Recently, the NCAA responded by sending out my query into a forum that is seen by information directors around the country. In my query, I asked if anyone could supplement my research with knowledge of a player (or players) from Latin America who had scored at least 1,800 points in NCAA Division I.
My query turned up two names — Vasquez and Carrington — that I did not have on the preliminary list. If I get more names and information, I’ll update accordingly.
So, today, I wanted to push out the story, because this coming week may be the last time we will ever see Jackson and Wallace (1,964 points) play at the Convocation Center. The Roadrunners host the UAB Blazers on Friday night and Saturday afternoon in what likely are the last two regular-season games of the season.
A few weeks ago, I asked Jackson’s father, Leroy Jackson, about his son’s emergence as one of the top scorers in Division I history. Jhivvan is 86th on the all-time list and is second in Conference USA.
“I can’t even put it into words,” said Leroy Jackson, a former professional player who works now for American Airlines in Dallas.
Leroy transferred in his job from Puerto Rico to the Metro-Plex in 2008. An older son followed in 2009, setting the stage for Jhivvan to make the move in 2010 for his seventh-grade year. Already advanced as a player at a young age, Jhivvan went on to star at Euless Trinity High School.
At UTSA, Jhivvan has continued to progress. He’s made first-team, All-Conference USA the past two years. Last year, he led the C-USA in scoring and ranked second in the nation at 26.8 points per game.

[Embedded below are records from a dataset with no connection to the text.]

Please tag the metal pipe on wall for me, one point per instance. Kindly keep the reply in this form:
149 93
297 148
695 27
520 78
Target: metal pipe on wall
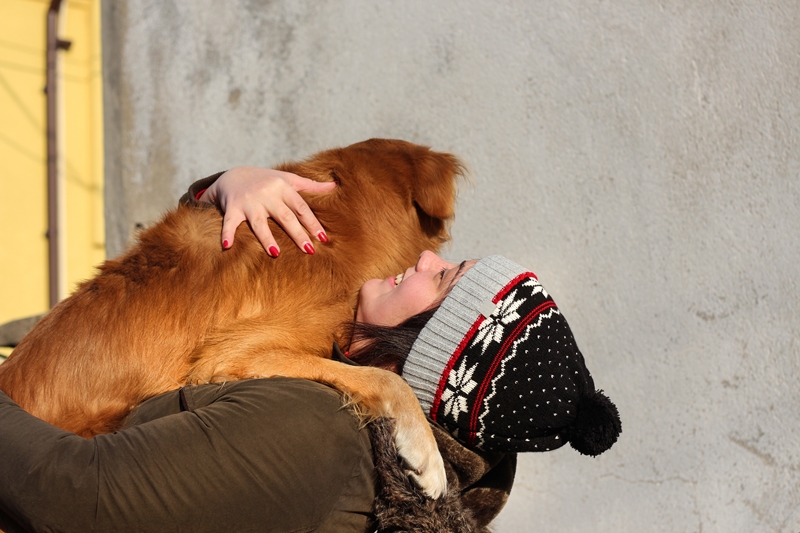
53 45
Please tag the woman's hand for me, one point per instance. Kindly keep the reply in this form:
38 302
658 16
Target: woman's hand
256 194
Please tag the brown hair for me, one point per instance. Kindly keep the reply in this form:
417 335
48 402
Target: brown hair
386 347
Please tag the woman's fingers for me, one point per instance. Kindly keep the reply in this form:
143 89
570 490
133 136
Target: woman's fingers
257 194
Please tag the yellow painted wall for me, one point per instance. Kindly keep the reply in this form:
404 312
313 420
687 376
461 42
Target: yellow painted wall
23 172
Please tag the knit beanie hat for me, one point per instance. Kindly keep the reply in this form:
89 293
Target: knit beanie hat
498 367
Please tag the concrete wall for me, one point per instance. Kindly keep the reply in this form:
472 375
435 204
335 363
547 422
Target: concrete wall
641 157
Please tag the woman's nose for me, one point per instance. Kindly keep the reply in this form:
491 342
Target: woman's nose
429 261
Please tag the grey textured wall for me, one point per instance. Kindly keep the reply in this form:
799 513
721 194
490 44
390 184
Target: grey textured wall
642 157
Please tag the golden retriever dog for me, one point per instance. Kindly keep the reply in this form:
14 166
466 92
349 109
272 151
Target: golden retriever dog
176 309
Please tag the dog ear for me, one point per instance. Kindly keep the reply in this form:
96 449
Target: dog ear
433 190
434 187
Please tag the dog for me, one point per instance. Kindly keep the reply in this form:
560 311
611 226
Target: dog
176 309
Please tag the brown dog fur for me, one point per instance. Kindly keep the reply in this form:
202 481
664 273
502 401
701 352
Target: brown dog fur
177 309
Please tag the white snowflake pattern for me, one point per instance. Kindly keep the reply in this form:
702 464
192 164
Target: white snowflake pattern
491 329
537 287
459 385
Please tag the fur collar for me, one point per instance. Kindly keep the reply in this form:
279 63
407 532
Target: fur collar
478 487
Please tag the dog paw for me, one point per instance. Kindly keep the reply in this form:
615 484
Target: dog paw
418 449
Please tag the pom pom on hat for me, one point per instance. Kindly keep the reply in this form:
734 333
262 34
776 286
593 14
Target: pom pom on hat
597 425
497 366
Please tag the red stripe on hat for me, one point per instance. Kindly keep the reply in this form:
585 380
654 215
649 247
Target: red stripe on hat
496 362
437 398
463 344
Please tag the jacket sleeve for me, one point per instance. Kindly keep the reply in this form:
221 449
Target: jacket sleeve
190 197
219 457
47 474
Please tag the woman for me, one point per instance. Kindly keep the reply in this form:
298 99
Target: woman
281 455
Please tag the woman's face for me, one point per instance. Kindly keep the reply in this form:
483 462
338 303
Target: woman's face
390 301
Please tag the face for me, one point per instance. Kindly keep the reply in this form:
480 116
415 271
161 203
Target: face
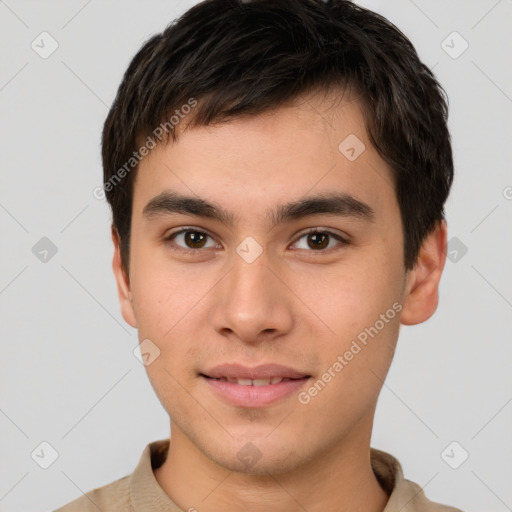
292 281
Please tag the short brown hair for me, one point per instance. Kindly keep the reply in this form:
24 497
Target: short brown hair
239 58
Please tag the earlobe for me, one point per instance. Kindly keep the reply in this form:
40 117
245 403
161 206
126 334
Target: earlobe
123 282
422 283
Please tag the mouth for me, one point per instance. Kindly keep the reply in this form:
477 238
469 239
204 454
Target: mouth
253 382
254 387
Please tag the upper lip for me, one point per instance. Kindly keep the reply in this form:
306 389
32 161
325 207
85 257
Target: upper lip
264 371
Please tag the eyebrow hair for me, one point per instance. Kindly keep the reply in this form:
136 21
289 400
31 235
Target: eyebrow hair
341 204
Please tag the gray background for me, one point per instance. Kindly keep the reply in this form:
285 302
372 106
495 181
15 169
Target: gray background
68 373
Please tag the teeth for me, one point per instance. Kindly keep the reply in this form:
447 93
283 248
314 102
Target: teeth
261 382
244 382
253 382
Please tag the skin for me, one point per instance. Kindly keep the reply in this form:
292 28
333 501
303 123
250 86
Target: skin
294 305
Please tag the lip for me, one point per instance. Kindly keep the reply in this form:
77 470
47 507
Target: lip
253 396
262 371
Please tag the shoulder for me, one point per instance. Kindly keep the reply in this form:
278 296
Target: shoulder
114 497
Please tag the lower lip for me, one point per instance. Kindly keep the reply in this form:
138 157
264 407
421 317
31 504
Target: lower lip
254 396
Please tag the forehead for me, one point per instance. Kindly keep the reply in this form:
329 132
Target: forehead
315 145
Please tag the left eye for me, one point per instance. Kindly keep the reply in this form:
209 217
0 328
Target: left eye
320 240
191 239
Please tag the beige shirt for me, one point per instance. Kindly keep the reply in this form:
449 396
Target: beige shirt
140 491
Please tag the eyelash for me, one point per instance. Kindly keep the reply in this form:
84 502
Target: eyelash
170 238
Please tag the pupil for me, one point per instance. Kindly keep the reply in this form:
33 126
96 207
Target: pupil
194 238
319 240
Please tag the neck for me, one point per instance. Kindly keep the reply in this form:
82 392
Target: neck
340 479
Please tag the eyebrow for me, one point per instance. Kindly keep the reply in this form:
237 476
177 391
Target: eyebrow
340 204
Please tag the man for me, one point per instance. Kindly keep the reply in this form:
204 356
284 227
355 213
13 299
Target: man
277 173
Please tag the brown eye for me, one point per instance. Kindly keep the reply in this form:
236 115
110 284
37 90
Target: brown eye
190 240
195 239
316 240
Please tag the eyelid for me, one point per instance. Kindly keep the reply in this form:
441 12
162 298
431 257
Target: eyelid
342 239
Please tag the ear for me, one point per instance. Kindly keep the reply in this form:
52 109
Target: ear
422 283
123 282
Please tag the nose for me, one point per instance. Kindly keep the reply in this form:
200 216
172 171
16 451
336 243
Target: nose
252 304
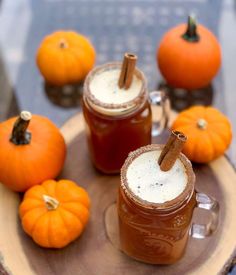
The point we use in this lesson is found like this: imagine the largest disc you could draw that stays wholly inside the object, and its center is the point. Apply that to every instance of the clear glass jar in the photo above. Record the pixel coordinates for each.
(158, 233)
(114, 130)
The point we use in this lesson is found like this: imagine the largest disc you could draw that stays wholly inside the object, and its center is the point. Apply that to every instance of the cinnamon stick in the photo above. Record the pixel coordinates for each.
(171, 150)
(127, 70)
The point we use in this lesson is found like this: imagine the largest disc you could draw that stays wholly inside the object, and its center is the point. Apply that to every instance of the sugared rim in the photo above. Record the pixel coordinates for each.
(186, 194)
(109, 66)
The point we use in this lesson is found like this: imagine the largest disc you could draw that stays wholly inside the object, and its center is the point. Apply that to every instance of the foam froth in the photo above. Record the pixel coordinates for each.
(148, 182)
(104, 87)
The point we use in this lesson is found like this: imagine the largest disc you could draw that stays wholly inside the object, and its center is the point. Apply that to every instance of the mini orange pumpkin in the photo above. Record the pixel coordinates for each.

His father, a native of Panama who played collegiately at Oregon State and professionally for 15 years, mostly in Latin America, said he is not surprised at the trend. “No, I’m not,” he said. “And I know he can do more.”
Leroy said the basketball communities in both Puerto Rico and Panama have taken notice of his son’s achievements. After all, the family is prominent in Latin American basketball circles. Jhivvan’s maternal grandfather, Flor Melendez, is a prominent coach in Puerto Rico. Leroy himself played professionally in Puerto Rico for years.
But even with the hype, Leroy said Jhivvan isn’t thinking now about the headlines he makes or the impact he is having back home.
“Jhivvan thinks, ‘I got a lot more to do, a lot more to do to get better,’ ” Leroy Jackson said. “(He says) ‘I got a lot more work to get done.’ … I say, ‘All these kids from Puerto Rico, when they hear your name, they know who you are … I’m from Panama, and I know a lot of people from Panama follow him.
“I tell him, ‘You don’t pay a lot of attention to it. But a lot of people love your game. A lot of people follow you. A lot of people enjoy watching your highlights.’ But because he is so focused right now, it hasn’t registered with him yet,” Leroy Jackson said.
More than any scoring list, Jackson said his son is more consumed with a team goal at the moment.
“It’s to make ‘March Madness,’ ” Leroy Jackson said.